Spurs would make £10m on a player who is at his peak market value, whilst selling to a club they will rarely face. Modric would be happy as would Real. The £25m plus could then be spent on a player like Moutinho, somebody who can do a similar job and is more the type of player that AVB is used to. As far as Levy and Spurs are concerned, I would say this: it’s one thing sticking to your principles, it’s another cutting off your nose to spite your face.
Staying in the capital (it seems to be the preferred home of contract rebels), but moving West, to Craven Cottage, home of Fulham. Clint Dempsey has been linked with a move to Liverpool for the duration of the transfer window to date. It had been thought that a deal had been struck for the U.S.A. forward, however, Fulham’s refusal to budge on their £10m asking price has become more than a little stumbling block.
Dempsey Desperate to Force Move!
Dempsey is 29 years old and joined the Cottagers in January 2007 for a fee of roughly £2m from MLS side New England Revolution. He has since become a firm favourite at the Cottage and one of their most consistent performers. Dempsey can operate as an attacking midfielder or across the front line and has notched up an impressive 50 league goals in 184 appearances for Fulham.
Last season was Dempsey’s most prolific, scoring 23 in all competitions (17 in the Premier League) and, as such, he came to the attention of several top clubs including Arsenal and Liverpool. Dempsey has since stated his desire to leave Fulham and move to the North West in order to join Liverpool. With less than eighteen months left on his current deal, the U.S.A. star has refused to sign an extension and has signalled his intent to force through a move.
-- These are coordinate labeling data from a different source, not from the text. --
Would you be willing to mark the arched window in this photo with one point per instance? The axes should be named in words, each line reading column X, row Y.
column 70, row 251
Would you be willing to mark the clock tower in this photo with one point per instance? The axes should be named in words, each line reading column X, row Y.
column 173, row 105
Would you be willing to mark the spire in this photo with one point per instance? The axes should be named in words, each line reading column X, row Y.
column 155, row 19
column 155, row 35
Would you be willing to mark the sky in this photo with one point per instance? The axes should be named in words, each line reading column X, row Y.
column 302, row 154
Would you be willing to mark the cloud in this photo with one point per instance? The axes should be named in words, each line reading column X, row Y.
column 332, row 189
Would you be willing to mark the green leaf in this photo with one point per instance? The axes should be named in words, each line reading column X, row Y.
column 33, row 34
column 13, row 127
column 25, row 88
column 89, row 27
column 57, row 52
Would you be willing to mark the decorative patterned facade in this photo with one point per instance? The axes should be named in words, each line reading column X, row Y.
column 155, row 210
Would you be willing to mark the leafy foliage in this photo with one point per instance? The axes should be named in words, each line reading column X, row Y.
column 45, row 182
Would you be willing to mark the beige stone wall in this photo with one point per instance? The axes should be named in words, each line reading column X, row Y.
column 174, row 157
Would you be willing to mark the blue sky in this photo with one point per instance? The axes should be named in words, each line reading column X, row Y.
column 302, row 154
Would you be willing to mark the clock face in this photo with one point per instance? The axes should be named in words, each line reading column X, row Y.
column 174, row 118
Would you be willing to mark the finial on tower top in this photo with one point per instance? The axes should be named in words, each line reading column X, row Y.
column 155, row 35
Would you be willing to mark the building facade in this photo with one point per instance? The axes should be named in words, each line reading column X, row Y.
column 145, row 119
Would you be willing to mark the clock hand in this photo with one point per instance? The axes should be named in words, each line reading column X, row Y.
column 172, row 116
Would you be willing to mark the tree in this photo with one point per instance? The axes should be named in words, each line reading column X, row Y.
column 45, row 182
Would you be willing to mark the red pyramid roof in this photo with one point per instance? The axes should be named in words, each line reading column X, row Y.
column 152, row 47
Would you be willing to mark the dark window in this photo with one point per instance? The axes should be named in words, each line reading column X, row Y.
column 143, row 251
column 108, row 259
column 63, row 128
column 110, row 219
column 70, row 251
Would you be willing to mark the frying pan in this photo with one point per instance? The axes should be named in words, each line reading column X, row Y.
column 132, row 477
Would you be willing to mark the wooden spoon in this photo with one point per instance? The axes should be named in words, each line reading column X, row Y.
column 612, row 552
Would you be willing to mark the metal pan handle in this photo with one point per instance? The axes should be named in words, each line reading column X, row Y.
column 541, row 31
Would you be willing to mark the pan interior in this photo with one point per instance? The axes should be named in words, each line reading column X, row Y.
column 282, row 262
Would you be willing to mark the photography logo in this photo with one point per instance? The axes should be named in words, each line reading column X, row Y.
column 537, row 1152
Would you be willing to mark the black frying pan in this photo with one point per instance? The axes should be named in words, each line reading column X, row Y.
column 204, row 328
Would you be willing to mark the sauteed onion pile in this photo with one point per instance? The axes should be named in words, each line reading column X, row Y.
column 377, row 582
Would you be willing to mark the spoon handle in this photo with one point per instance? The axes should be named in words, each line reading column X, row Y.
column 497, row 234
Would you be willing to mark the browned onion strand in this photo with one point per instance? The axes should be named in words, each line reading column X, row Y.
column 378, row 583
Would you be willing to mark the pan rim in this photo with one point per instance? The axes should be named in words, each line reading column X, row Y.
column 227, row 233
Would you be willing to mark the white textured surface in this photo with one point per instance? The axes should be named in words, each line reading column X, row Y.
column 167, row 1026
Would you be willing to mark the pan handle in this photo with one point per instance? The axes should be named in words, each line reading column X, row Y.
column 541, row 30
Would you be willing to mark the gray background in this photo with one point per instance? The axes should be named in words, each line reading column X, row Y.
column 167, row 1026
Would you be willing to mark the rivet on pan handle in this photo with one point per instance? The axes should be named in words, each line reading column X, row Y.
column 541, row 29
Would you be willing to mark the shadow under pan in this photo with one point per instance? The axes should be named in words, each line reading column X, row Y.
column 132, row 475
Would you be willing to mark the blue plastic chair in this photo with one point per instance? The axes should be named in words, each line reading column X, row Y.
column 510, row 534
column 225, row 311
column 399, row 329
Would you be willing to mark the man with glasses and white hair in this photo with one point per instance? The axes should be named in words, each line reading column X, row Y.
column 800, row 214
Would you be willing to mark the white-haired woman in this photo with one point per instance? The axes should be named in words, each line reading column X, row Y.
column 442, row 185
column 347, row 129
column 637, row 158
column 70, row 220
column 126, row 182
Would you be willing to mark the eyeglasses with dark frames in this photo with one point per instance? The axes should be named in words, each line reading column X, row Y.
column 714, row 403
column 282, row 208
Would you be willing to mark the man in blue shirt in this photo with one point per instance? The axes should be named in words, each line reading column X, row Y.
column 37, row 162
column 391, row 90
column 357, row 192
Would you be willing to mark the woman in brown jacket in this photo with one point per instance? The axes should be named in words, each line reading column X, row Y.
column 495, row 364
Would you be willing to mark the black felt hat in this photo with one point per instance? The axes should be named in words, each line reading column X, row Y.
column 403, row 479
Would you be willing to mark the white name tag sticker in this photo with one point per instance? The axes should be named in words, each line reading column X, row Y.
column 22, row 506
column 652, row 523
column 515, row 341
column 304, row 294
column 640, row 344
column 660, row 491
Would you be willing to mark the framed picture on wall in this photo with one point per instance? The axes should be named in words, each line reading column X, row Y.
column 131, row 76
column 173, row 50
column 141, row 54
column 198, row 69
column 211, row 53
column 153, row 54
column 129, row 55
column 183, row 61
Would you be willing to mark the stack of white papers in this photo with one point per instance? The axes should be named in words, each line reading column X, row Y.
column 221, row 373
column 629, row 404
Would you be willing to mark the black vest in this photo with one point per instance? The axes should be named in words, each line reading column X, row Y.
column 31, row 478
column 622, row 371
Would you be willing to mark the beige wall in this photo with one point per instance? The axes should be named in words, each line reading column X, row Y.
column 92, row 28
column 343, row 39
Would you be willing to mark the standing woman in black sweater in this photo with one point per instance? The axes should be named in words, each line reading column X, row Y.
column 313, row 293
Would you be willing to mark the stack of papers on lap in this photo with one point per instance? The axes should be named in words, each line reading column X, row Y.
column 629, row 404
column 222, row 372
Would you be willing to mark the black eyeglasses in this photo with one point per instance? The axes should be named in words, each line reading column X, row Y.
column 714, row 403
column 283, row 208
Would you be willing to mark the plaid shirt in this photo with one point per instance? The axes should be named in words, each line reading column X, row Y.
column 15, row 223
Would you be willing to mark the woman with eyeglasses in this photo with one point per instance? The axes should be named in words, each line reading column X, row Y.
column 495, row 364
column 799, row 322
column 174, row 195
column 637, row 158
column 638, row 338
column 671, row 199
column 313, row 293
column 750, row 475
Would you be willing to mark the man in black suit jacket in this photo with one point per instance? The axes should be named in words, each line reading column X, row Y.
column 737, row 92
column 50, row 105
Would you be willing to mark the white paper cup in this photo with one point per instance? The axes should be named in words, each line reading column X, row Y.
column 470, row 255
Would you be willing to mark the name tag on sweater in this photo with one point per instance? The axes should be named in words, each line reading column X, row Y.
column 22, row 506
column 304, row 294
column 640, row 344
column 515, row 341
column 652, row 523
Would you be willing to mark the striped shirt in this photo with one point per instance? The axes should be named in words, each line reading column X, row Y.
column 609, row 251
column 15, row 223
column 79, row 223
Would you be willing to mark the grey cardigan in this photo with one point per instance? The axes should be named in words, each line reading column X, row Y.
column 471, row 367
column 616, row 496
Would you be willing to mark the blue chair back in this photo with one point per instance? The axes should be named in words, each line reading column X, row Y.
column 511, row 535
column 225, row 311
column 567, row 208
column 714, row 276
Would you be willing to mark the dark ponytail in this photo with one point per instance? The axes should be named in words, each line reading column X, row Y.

With the club due to fly to Switzerland for a pre-season tour a fortnight ago, Dempsey asked manager Martin Jol to be excluded and instead asked to remain in London and train with the youth squad. Needless to say this caused a heated debate and, although Dempsey was left behind, upon the first team squad’s return, he has been made to train alone.
Once again this seems like an untenable situation and an unfair position for Fulham to take surrounding the transfer. Dempsey has given five and a half years to Fulham, he is 29 and will never get another chance like this in his career. Once again, he is not from London and therefore has displayed enough loyalty to the club and fans in his time at Craven Cottage, what he’s asking for is not unreasonable.
£10m is too much to hope to receive for a player who has two, possibly three good seasons left, so it seems a compromise must be reached. There has been talk of Charlie Adam moving in a cash plus player deal, rumours which have gained more credence in recent days. Whatever happens, Fulham would be well advised to sell, they’ll never get more for Dempsey and risk losing him for nothing if they stubbornly refuse to budge.